De plus en plus de recherches suggèrent que les garçons ont de plus en plus de difficultés à établir des liens émotionnels, et les experts affirment que les parents peuvent jouer un rôle crucial pour inverser cette tendance. Alors que la société donne souvent la priorité à l’indépendance et à la réussite dans l’éducation des enfants, le manque de liens profonds apparaît comme un problème crucial pour le développement des garçons. La psychologue du développement Niobe Way et le podcasteur Carlos Whitaker ont récemment discuté de cette « crise de connexion » dans l’émission TODAY, soulignant que les garçons ont soif d’amitiés significatives, mais que les pressions sociétales les poussent souvent vers l’isolement émotionnel.

Les données montrent que les garçons sont à la traîne

La déconnexion n’est pas seulement anecdotique ; cela se reflète dans les indicateurs clés. Les filles sont désormais plus susceptibles d’obtenir leur diplôme d’études secondaires à temps, de maintenir des moyennes cumulatives plus élevées et d’être plus nombreuses que les hommes à s’inscrire à l’université. Simultanément, la participation des hommes au marché du travail a diminué tandis que la participation des femmes a augmenté. Ces changements ne diminuent pas l’importance de soutenir les progrès des filles, mais ils soulignent la nécessité de relever les défis uniques auxquels sont confrontés les garçons.

Ignorer les besoins des garçons peut avoir des conséquences plus vastes. Comme l’a fait valoir un observateur, Scott Galloway, le manque de développement émotionnel et social chez les jeunes hommes peut imposer un fardeau excessif aux femmes qui les entourent. Une société fonctionnelle nécessite que les deux sexes s’épanouissent, et quand l’un d’eux est à la traîne, tout le monde en souffre.

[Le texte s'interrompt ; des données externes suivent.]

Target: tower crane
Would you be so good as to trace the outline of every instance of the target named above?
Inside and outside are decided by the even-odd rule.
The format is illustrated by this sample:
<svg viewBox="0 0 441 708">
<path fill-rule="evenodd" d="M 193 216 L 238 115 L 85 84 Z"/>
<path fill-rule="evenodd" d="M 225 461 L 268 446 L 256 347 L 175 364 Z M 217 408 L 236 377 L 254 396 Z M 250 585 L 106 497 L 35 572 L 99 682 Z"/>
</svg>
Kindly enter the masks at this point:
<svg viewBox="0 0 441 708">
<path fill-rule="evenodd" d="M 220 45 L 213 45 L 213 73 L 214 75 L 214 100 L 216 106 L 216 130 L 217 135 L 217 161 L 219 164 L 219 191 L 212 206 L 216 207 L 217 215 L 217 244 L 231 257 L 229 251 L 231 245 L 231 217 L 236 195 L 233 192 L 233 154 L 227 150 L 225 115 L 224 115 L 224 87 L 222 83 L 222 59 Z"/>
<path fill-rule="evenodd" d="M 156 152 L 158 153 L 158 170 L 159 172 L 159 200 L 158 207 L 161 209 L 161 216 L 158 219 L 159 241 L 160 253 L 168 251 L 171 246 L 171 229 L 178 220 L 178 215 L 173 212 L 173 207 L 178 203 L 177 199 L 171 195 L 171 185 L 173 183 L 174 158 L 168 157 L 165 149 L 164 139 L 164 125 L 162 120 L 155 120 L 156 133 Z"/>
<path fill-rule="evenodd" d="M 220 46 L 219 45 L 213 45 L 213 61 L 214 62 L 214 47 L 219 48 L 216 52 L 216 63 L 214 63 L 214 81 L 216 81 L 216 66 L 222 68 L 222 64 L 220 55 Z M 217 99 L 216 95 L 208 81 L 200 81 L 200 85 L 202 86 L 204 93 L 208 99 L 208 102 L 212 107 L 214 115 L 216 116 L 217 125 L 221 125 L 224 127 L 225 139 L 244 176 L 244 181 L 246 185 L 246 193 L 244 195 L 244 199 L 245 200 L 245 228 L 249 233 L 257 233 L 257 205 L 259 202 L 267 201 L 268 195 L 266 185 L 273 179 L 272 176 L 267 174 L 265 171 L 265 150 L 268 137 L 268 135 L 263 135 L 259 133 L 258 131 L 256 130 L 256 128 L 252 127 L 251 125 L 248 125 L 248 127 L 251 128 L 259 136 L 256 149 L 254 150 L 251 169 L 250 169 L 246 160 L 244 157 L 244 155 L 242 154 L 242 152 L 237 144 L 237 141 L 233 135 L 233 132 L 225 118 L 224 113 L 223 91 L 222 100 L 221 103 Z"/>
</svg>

Perte de connexion au fil du temps

Les recherches menées par Way sur plusieurs décennies montrent que les garçons désirent naturellement des amitiés profondes, en particulier pendant leurs années de formation. Les jeunes garçons sont souvent émotionnellement expressifs et ouverts dans des environnements sûrs. Cependant, à mesure qu’ils grandissent, les attentes sociétales concernant la masculinité peuvent les forcer à supprimer leur vulnérabilité et leur proximité émotionnelle. Ces « compétences générales » – l’empathie, l’intelligence émotionnelle et la communication ouverte – sont souvent découragées, ce qui conduit de nombreux garçons à devenir des hommes qui aspirent silencieusement à la connexion.

Ce manque de soutien émotionnel n’est pas seulement un problème personnel ; cela affecte la santé mentale, les relations et la réussite au travail. Les garçons qui n’apprennent pas à gérer efficacement leurs émotions peuvent avoir des difficultés dans tous les aspects de la vie.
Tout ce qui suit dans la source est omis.